24.  Стекает по стволам смола и мед,

Лежат росой на листьях капли манны,

И вновь обманный плачет водомет,

И льется лебединый плач обманный.

Откуда льется – рыцарь не поймет,

Неуловимы сладкие дурманы.

Не знает он, где хор незримый скрыт

И где оркестр, рыдающий навзрыд.

25.  Не хочет ум его принять на веру

Правдоподобье сказочных чудес.

В конце тропы ветвистая не в меру

Виднелась мирта сквозь нечастый лес.

Образовав тенистую пещеру,

Вздымалась до безоблачных небес,

Сахарских пальм и кипарисов выше,

Подобная резной дворцовой крыше.

26.  Глядит на эту невидаль герой,

Вот перед ним другое чудо-древо:

Дуб треснул надвое, и под корой

Плодоносящее открылось чрево.

Разубранная пестрой мишурой,

Явилась из дупла живая дева,

И вот уж сотня лопнувших дерев

Мгновенно разрешилась сотней дев.

27.  На сельский праздник, шумный и веселый,

Фантошей труппу свозит кукловод:

Подоткнуты подолы, плечи голы,

Копна вихров, раскрашенный живот.

Перед Ринальдом лиры и виолы

Растрепанный настроил хоровод:

Потешней, чем на ярмарке в деревне,

Пустились в пляску девы чащи древней.

28.  Сплетаясь тысячью прекрасных рук,

Запела, засмеялась белозубо

Ватага буйная лесных подруг,

Вокруг седого закружилась дуба,

Втолкнула паладина в быстрый круг:

«Вкушать покой в чащобе сердцу любо,

Останься и одной любви служи,

О утешитель нашей госпожи!

29.  Царицу промедленьями не мучай,

Ее тоску приход излечит твой!

Больной душе был нестерпим гремучий

Набат любви под кроной гробовой.

Ринальд, с твоим приходом лес дремучий

Цветущей приоденется листвой…»

Под эту песню чревом благовонным

Расторглась мирта с мелодичным звоном.

30.  Сияла нашим прадедам краса

Под крышками силенов деревенских,

Но спрятанные в мирте чудеса

Чудесней были всех чудес вселенских.

Не создавали дольние леса

До сей поры подобных ликов женских:

Пред юным рыцарем в стволе пустом

Возник Армиды сладостный фантом.

31.  Мешая горечь с тайною любовью,

Виденье прошептало: «От меня

Ты убежал, но вопреки злословью

Опять к Солиму повернул коня:

Вернулся, чтобы скрасить участь вдовью,

Иль новая влечет тебя резня?

Зачем лицо ты от подруги спрятал

И сердце ненавистью запечатал?

32.  Возлюбленным ко мне вернулся ты

Или врагом?
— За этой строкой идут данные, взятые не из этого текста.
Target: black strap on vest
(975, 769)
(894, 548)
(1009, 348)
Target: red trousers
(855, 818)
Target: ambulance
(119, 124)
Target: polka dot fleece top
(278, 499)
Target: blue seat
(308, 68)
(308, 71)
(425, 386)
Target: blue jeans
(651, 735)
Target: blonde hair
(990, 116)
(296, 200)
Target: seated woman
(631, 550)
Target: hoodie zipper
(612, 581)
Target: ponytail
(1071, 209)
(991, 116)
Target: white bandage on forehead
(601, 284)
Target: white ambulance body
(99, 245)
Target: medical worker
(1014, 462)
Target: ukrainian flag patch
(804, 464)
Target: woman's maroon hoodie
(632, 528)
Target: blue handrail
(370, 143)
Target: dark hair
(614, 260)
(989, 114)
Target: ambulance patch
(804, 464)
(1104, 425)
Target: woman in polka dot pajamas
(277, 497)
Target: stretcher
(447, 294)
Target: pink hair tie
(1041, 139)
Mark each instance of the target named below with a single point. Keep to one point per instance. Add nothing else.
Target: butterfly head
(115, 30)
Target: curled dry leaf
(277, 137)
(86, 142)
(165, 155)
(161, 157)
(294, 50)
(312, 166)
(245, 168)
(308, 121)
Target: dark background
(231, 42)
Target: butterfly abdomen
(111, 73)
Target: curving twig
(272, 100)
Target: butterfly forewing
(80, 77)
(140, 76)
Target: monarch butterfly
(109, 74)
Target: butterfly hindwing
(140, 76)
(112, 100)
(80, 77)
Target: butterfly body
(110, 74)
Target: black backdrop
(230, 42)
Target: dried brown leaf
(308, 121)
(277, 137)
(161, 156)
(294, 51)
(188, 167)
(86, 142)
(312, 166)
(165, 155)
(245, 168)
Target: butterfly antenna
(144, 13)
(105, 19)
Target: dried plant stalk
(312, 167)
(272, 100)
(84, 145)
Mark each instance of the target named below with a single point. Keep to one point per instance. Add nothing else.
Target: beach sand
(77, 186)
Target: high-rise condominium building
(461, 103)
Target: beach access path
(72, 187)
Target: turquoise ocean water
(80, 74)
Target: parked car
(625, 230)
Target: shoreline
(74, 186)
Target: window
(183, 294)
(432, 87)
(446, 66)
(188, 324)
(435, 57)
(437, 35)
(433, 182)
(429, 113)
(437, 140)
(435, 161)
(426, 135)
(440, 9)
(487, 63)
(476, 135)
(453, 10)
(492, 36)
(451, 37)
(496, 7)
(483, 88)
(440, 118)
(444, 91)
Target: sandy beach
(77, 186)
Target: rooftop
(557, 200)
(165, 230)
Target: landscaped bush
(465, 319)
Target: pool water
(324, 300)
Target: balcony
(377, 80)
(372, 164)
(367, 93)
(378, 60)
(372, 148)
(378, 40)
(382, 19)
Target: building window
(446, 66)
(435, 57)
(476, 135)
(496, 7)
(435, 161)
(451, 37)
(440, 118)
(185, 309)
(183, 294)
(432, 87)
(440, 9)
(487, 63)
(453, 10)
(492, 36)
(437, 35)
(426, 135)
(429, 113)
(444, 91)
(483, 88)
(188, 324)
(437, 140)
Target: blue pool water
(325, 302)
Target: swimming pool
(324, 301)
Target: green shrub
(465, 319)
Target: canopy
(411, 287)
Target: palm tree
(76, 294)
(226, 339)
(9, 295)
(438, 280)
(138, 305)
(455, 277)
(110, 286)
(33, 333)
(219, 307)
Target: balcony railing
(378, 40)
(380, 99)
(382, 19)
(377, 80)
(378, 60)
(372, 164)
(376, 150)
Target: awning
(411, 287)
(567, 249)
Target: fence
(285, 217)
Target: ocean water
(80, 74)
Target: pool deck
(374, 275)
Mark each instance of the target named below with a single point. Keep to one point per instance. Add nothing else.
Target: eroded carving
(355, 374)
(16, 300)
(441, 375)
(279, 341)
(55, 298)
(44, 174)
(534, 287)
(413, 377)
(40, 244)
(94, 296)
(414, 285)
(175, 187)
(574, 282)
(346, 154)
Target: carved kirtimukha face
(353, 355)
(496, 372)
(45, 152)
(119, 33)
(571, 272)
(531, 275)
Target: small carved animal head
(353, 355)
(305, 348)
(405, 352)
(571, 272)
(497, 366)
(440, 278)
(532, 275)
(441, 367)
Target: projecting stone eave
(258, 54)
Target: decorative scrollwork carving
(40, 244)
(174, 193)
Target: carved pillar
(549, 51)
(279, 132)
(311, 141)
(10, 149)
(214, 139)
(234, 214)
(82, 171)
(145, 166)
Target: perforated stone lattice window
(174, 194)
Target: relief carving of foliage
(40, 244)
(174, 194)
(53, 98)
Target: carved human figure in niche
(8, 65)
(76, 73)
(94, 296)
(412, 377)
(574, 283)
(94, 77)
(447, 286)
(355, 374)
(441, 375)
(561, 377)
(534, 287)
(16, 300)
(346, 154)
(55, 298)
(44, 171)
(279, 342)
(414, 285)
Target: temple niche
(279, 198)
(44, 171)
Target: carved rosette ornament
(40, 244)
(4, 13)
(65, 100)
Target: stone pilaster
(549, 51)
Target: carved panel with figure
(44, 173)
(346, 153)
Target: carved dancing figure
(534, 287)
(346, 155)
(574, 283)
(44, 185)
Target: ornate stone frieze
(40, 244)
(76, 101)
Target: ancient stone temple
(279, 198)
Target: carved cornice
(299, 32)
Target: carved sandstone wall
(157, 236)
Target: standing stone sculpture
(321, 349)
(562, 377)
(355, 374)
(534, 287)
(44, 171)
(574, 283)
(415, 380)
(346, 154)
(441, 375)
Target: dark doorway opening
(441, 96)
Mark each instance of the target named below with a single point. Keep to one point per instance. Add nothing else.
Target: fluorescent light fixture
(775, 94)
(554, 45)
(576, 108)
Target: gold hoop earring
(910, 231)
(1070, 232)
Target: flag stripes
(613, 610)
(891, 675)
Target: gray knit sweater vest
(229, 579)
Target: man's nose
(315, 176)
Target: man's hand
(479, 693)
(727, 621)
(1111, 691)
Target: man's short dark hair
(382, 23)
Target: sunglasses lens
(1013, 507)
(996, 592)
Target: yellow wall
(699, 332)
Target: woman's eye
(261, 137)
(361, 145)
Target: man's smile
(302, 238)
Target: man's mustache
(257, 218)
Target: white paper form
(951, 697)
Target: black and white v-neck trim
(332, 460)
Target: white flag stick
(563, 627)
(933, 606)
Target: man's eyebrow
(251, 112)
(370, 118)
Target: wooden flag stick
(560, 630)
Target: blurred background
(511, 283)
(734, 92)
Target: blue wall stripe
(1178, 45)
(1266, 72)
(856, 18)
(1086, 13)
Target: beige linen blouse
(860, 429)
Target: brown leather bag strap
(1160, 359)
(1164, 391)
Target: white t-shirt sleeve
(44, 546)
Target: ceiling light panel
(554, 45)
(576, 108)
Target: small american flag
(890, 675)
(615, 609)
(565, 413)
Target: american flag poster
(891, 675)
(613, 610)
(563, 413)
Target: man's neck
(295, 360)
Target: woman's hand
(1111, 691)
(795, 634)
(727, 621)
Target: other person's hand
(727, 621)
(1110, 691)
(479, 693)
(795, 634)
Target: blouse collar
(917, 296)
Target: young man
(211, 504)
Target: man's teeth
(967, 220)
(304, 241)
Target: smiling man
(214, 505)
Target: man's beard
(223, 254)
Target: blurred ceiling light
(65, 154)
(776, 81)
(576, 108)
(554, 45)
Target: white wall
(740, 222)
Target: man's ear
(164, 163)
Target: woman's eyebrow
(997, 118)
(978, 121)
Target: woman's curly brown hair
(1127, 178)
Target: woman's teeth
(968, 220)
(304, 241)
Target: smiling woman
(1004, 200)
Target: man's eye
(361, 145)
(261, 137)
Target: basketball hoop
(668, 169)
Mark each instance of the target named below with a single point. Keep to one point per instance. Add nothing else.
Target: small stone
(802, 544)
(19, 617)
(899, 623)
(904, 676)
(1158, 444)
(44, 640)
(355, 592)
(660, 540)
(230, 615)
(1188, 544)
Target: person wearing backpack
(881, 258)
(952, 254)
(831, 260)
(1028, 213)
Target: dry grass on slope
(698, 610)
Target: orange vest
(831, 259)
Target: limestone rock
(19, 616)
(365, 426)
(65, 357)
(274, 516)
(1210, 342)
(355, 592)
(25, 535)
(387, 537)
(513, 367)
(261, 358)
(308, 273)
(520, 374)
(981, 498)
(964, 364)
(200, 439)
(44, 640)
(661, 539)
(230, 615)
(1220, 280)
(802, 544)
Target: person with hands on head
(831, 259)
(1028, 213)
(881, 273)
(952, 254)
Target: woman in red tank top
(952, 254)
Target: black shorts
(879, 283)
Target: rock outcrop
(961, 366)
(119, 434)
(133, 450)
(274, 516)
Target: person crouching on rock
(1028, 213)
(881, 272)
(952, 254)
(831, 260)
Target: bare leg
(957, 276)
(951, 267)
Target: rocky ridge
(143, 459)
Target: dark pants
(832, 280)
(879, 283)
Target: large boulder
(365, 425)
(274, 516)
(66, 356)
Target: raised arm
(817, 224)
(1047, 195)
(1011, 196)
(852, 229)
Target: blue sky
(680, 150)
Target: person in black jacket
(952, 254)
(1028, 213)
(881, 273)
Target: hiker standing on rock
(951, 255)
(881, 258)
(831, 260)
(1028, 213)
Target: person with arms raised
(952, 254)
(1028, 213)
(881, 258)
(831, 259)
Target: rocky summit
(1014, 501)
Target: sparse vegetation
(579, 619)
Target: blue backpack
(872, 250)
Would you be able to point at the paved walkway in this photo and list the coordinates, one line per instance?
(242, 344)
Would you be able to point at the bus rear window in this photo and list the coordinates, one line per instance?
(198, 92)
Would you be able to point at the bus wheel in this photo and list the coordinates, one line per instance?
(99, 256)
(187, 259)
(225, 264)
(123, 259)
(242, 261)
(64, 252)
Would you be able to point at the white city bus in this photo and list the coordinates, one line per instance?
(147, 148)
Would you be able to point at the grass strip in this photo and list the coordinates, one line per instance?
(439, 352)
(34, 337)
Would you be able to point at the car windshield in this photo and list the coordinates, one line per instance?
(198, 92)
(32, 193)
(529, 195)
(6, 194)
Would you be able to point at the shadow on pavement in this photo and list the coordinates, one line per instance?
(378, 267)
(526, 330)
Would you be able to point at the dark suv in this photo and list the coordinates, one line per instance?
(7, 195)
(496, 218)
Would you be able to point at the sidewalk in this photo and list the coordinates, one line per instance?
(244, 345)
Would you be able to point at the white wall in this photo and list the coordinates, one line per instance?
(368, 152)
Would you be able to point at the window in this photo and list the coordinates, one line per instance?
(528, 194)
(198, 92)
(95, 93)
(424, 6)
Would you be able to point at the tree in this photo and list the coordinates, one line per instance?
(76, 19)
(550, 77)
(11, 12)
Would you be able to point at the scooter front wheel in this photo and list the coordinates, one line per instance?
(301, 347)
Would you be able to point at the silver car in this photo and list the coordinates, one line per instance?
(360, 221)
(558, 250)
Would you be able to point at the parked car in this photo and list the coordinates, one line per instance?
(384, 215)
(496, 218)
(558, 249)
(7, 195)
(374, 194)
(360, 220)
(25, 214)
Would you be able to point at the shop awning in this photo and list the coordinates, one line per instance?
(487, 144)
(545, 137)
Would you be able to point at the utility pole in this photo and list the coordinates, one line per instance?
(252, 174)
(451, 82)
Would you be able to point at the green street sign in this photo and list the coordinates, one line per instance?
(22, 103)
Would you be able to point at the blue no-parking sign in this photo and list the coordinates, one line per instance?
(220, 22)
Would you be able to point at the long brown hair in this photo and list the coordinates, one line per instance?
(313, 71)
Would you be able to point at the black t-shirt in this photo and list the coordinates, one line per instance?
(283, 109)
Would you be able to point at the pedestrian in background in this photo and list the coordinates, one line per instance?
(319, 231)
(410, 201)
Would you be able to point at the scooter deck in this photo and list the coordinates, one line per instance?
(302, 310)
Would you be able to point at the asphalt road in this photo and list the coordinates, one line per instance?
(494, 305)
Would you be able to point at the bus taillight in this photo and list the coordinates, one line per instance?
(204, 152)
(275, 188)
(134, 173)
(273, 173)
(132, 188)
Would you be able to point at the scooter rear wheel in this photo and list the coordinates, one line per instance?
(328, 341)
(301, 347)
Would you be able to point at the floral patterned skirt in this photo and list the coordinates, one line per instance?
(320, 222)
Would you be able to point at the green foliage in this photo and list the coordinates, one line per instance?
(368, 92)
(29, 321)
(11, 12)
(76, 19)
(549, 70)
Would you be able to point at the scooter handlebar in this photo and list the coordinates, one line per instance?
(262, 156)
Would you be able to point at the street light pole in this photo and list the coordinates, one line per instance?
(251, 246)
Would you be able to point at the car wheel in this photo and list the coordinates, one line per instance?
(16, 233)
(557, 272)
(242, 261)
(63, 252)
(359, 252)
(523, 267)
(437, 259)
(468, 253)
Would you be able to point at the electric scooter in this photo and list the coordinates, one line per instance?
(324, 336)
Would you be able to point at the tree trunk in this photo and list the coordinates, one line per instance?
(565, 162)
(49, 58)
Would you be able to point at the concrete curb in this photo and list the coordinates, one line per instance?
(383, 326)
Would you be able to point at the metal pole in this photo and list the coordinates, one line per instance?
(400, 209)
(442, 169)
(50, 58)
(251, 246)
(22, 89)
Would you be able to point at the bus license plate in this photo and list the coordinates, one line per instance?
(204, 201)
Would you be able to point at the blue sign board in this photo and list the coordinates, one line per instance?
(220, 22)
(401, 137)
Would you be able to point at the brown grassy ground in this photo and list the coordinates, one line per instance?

Не стала бы трудиться

Я для врага и возводить мосты,

Смердела бы болотная водица,

Колючки бы росли, а не цветы.

Открой лицо, дозволь мне насладиться

Объятьями твоими в тишине…

Любимый, дай хотя бы руку мне!»

33.  Закатывал глаза прекрасный морок,

Молящий взор то вспыхивал, то гас,

Шептала ведьма, как ей рыцарь дорог,

Страданье выставляя напоказ.

От этих слез и милых оговорок

Растаял бы давно любой алмаз,

Но, лживыми мольбами не встревожен,

Ринальд, не дрогнув, вынул меч из ножен.